Brandon often likes to send me some interesting thoughts and articles on diversity since he knows that I am a diversity consultant. Being quite aware that my fastest growing segment is assisting companies in assisting their transgender employees who choose to go through gender transition while remaining in the workplace, Brandon will often send me his thoughts along with some interesting articles. I remember when the newly elected President Trump took initial steps to end support for transgender students in school, Brandon texted me, “How horrible is this strip of protection by the Trump administration. So transgender students have no protection over the bathroom they can use now? And pretty much all transgender people are going to migrate to the liberal states where they feel protected like New York, Colorado and California?” (see a full blog I wrote on this discussion, More NC HB-2 Discussion – Two Business Perspectives)
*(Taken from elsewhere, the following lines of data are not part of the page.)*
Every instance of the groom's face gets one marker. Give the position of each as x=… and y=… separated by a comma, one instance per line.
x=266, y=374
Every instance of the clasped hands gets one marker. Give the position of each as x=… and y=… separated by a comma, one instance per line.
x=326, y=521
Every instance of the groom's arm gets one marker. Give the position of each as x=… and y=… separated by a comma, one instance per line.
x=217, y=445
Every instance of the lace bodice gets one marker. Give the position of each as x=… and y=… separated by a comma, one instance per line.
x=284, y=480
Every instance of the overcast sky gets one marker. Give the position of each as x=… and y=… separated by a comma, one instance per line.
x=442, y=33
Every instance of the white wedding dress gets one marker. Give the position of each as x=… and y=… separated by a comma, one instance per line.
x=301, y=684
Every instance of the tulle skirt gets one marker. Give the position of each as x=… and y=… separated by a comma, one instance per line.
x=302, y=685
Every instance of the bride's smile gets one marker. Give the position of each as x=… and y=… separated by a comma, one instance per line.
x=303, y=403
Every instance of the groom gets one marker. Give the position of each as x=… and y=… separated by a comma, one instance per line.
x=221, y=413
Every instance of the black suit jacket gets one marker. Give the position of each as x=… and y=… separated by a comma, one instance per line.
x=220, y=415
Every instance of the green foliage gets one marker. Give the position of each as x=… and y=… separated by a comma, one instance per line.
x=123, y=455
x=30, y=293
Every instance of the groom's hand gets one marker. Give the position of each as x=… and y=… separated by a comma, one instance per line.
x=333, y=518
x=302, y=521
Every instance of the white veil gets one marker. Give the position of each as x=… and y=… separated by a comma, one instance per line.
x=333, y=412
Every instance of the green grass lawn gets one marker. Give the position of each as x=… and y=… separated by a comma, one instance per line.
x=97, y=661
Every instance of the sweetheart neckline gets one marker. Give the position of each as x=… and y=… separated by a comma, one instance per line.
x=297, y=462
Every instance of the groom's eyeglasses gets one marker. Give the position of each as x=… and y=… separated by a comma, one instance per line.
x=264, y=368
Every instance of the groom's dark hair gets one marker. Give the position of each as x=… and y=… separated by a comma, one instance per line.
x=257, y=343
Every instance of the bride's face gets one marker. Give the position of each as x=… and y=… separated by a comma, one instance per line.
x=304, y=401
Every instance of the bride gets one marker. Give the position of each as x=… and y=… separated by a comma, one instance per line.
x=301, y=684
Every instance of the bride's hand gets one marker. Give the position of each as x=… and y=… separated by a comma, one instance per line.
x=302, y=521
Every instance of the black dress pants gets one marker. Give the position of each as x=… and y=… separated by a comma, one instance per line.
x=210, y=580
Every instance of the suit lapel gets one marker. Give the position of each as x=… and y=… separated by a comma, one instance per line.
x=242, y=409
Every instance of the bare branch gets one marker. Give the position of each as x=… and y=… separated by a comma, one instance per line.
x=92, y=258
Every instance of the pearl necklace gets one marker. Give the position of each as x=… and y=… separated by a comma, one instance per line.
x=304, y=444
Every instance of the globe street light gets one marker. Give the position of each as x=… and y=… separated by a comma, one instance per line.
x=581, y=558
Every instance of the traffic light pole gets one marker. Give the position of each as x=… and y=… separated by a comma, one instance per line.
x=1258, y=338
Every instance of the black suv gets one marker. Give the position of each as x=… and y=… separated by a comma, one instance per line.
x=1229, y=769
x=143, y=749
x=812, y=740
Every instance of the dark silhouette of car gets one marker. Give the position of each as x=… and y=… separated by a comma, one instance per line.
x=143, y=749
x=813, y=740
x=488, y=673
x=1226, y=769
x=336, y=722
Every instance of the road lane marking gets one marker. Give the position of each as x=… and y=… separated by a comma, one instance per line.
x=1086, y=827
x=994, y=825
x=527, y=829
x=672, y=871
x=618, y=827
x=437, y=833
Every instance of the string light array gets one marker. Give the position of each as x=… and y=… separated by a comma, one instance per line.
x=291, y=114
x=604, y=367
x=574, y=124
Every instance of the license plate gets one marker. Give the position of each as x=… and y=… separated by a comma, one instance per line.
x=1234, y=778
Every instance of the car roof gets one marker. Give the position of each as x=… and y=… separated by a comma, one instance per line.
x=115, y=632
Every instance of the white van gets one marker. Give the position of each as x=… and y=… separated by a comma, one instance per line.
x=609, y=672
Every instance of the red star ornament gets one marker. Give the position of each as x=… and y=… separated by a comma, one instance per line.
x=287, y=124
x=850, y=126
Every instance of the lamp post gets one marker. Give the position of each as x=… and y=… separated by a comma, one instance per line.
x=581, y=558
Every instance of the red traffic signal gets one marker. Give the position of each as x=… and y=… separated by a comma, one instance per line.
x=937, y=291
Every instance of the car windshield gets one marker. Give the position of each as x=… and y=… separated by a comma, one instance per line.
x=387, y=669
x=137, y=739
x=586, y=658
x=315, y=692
In terms of transgender rights, there has been great progress, but also disappointing regression. Many more companies are now understanding the value of a skilled diverse workforce, including fully supporting transgender employees. Yet at the same time, the current federal administration is oppressing America’s transgender citizens by actions such as trying to remove them from the US Armed Services.

Brandon this past month sent me an article that has quite an interesting and provocative perspective on the recent Federal Government’s seizure of the “Backpage” website, asserting that it promoted human trafficking and prostitution. (Link to article). This particular article asserted that this action disproportionately affects transgender people who may need to resort to more dangerous street work to make a
living when there is no other alternative to arrange work online. See also a NY times article on the shut down of “Backpage.”

I ask, would these two Philadelphia transgender sex workers be in this profession if they had better economic opportunities? (Photo from Joseph Kaczmarek, Philadephia Daily News)

To be fair, most transgender people work in typical jobs, but we still have many in our society, including political leaders, who demonize transgender people and treat them as sub-human. This unfair and disturbing hate coming from national, state and local leaders harms this community and gives others in society license to discriminate against transgender people. (see my blog, “Five negative impacts of NC’s HB2 on transgender people.”)

Three important closing points:

1) Instead of continually doing things to shut down transgender people’s access to making a living, non-discrimination laws need to be passed to protect the working rights of all LGBT people.

2) Ostracizing any subset of Americas as “less than” stymies them from contributing fully to our economy and community and therefore harms all of us.

3) Instead of cutting down and hating transgender people, we are a society should fully accept them and provide educational and vocational assistance along with total respect so they can thrive along with all Americans.

* * * * *
One line bios with links of the four transgender Americans in the photo collage at the top of this post:

After a robust and diverse career, Rhodes Perry formed Rhodes Perry Consulting and hosts his weekly Podcast, “The Out Entrepreneur.

Following careers as a bank executive and as owner of an aviation company, Elaine Martin has formed her consultancy, “Power of Diversity,” offering Transgender Consulting Training and Coaching for employers and their employees.

After more than a decade of in-house counsel practice at a healthcare consulting company based in Atlanta, Ames Simmons moved to North Carolina to become Equality NC’s Director of Transgender Policy.

Dr. Christine McGinn is one of the world’s leading gender transition surgeons, and the founder of the Papillon Gender Wellness Center.